Phase T1-A: Correctness (Scale Factor 1, ~1 GB)

Load TPC-H SF-1 data using dbgen.
Create 22 stream tables (one per query, with LIMIT/ORDER BY removed).
Perform initial FULL refresh for each.
Run RF1 (inserts) + RF2 (deletes) — one cycle.
Refresh all stream tables in DIFFERENTIAL mode.
Compare every stream table’s contents against a fresh FULL refresh.
Pass criterion: zero row differences across all 22 queries.
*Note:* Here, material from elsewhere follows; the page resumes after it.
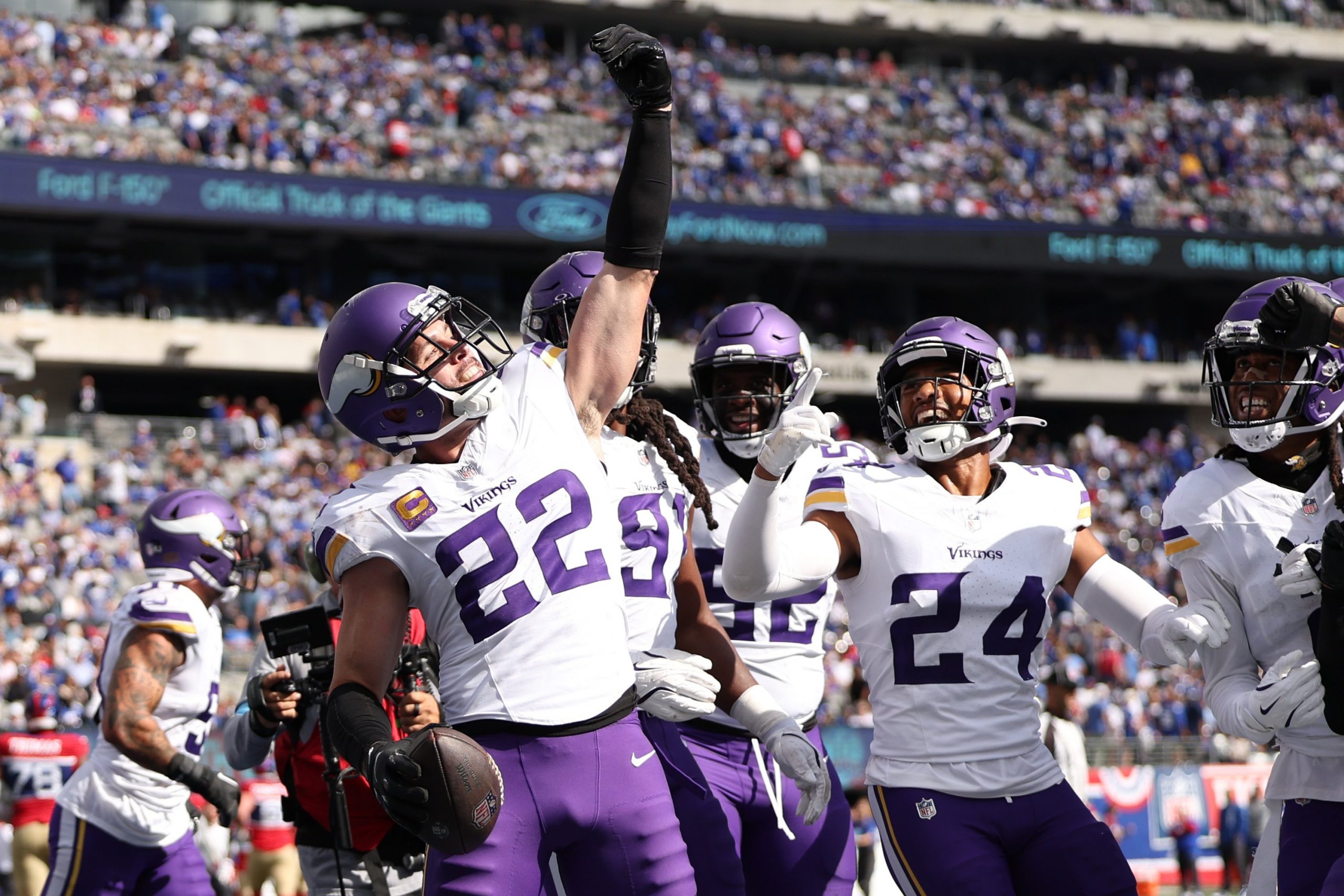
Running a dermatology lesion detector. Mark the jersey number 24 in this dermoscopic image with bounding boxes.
[891,572,1046,685]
Phase T1-B: Performance (Scale Factors 1, 10, 100)

For each scale factor:
1. Load data, create stream tables, initial FULL refresh.
2. Run 10 RF1+RF2 cycles with DIFFERENTIAL refresh.
3. Run 10 RF1+RF2 cycles with FULL refresh.
4. Record wall-clock time per refresh per query.
Output: Speedup ratio table (FULL / DIFFERENTIAL) × query × scale factor.
Integrate with the existing e2e_bench_tests.rs framework.

Phase T1-C: Sustained Churn

SF-10. Run 100 RF1+RF2 cycles with DIFFERENTIAL refresh.
After every 10th cycle, verify correctness against FULL refresh.
Record cumulative drift, memory usage, change buffer table sizes.
Pass criterion: zero cumulative drift; change buffers stay bounded.

Files

File	Purpose
`tests/tpch/schema.sql`	TPC-H DDL (8 tables with PKs)
`tests/tpch/queries/`	22 `.sql` files (LIMIT/ORDER BY stripped)
`tests/tpch/load.sh`	`dbgen` + `COPY` loader for a given SF
`tests/e2e_tpch_tests.rs`	Correctness + benchmark test harness

Suite 2: sqllogictest — Broad Correctness

Why sqllogictest

Originally from SQLite, sqllogictest contains millions of SQL statements with expected results. CockroachDB, DuckDB, and DataFusion all maintain forks. Its value is breadth — covering SQL patterns no developer would think to write manually. For pg_trickle, the key test is: does a stream table in DIFFERENTIAL mode produce the same result as FULL mode for every query?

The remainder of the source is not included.